Jesús Ferrero
A lo largo de la vida, varias veces he escuchado en voz de diferentes autores que “habría que escribir como si estuvieses muerto”.
Como si estuvieses muerto coges la pluma o el ordenador y empiezas a escribir.
Como si estuvieses muerto te haces un café o un té, fumas un cigarrillo, regresas a tu cuarto y redactas algo como si estuvieses muerto.
Un hombre muerto escribiendo palabras muertas en un cuaderno de papel muerto que se va deshaciendo como arena sería una buena narración para los amantes del fin de los tiempos. La acción podría desarrollarse en Samarcanda cuando era la capital dorada de las estepas, o mejor en alguna aldea cerca de las montañas de la Locura.
Se supone que mientras dura el proceso de la escritura has de comportarte como un muerto, has de hacer el amor como si estuvieses muerto (siempre queda la esperanza de que a tus amantes les gusten los zombis), levantarte de la cama como si estuvieses muerto y reanudar la escritura como lo haría cualquier escritor muerto que tuviese que entregar en septiembre una novela a su editor muerto.
Sólo acierto a escribir algo cuando me siento vivo. Quizás es un error. Tendré que meditar, tendré que pensar que estoy dentro de un ataúd, en el cementerio de la Ciudad sin Nombre. El espacio es asfixiante hasta para un muerto: hace difícil la escritura, y no solo por el hecho de que la muerte sea la consagración del silencio.
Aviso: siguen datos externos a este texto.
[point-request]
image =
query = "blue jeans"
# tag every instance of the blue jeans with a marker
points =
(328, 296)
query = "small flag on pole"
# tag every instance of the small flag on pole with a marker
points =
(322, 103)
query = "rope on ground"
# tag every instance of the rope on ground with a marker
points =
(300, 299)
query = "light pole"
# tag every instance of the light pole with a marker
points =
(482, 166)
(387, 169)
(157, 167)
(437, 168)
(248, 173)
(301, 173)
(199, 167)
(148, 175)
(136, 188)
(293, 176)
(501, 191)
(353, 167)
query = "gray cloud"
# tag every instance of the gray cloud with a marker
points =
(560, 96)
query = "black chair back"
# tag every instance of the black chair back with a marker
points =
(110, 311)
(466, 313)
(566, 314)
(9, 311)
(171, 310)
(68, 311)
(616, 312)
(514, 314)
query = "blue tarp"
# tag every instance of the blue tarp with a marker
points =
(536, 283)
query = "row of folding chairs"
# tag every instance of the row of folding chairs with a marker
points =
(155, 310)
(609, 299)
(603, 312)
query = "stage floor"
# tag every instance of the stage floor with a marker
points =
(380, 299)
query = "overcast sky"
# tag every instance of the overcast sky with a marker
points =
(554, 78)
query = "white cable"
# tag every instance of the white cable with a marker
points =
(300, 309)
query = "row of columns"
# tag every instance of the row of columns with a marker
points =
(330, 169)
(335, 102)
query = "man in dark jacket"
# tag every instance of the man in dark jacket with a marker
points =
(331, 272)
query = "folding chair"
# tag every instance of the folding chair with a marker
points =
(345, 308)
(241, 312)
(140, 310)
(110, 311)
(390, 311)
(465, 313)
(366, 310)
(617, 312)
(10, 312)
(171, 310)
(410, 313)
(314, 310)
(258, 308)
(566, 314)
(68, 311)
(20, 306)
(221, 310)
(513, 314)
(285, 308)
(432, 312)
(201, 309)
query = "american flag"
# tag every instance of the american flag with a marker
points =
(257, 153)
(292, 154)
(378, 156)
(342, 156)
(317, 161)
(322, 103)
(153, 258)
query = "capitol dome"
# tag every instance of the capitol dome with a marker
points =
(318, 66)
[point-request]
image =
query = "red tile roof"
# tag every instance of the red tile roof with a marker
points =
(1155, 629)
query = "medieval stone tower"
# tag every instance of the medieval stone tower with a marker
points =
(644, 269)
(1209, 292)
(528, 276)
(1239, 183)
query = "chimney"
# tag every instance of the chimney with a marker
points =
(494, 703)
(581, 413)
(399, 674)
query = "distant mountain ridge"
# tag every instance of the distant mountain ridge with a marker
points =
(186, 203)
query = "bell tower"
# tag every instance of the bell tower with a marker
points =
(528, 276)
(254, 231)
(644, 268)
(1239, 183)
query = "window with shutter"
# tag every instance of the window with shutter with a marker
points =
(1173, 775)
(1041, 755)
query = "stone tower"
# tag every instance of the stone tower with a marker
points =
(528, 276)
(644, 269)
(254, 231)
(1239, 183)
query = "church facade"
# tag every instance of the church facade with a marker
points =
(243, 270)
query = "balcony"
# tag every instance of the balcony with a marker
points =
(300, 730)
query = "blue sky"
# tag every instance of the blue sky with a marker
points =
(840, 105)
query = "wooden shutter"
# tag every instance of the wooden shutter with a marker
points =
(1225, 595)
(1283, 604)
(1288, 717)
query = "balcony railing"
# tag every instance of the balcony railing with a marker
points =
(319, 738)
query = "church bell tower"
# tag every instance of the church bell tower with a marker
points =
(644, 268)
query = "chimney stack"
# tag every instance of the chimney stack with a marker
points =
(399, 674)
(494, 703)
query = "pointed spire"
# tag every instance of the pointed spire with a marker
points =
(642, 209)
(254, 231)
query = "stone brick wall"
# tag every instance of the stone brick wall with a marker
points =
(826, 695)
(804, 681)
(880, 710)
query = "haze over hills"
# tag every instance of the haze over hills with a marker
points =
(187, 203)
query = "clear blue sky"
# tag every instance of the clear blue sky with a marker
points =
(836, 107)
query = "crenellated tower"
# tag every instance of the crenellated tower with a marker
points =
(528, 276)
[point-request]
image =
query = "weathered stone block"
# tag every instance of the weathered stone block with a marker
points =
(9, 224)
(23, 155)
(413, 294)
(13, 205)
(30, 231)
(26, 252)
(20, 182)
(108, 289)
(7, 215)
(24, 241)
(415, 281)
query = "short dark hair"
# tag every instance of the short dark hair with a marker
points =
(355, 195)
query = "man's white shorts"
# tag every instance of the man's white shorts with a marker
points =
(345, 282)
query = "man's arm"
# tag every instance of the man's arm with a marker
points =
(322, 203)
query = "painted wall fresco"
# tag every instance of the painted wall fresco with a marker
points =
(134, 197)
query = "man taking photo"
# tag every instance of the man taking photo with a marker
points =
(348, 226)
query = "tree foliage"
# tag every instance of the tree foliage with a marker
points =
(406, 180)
Entonces le doy la vuelta al problema y pienso: escribir sería lo mismo que salir del espacio de la muerte, y toda escritura sólo podría ser gestada desde la vida y para la vida. ¡Fin de las pesadillas y los ejercicios espirituales! Qué alivio, amigos. ¡Acabo de salir del ataúd¡ ¡Ya puedo ponerme a escribir!
Con razón decía Julia Kristeva que el que no ama o no crea está muerto. Dicho en otras palabras: cuando no amas y no creas te instalas en el espacio de la muerte, y si tuviésemos que escribir como si estuviésemos muertos la obra más convincente sería el libro en blanco. César Augusto lo expresó muy bien con unas cuantas palabras que además de proclamar el fin de la vida proclamaban el fin de la escritura. Es sabido que según la leyenda el emperador dijo al morir: “¡Se acabó la comedia, amigos. Aplaudid!”.
Obviamente, se trata de una sentencia que sólo puede formular alguien que ha sido durante bastante tiempo el director del gran teatro del mundo. No son palabras que queden demasiado bien en voz de un vagabundo, un guerrero, un labrador. Para decirlas has tenido que ser el rey del mundo: algo así como el dueño absoluto de la narración. Por eso no sólo indicas que la obra ha finalizado, también ordenas que todos lo presentes lo festejen con aplausos. Como debe ser.
Qué gloriosos los romanos, tan empeñados en hacer teatro clásico hasta el último suspiro. Ahora no cuidamos tanto los papeles y los escenarios, por eso ya nadie muere diciendo frases célebres en parajes legendarios. Estamos perdiendo mucha capacidad dramática. Todavía nuestros abuelos pasaban media vida tejiendo la frase con la que esperaban despedirse de la humanidad. Ahora ya nadie pierde el tiempo preparando su última escena en la opereta del mundo.
¿Pero no estaba hablando de escribir como si fueses un difunto? Ah, sí, la feliz pesadilla del hombre muerto escribiendo palabras muertas en un cuaderno de papel muerto que se va deshaciendo como arena. ¡Qué optimismo más radical! ¡Brindemos!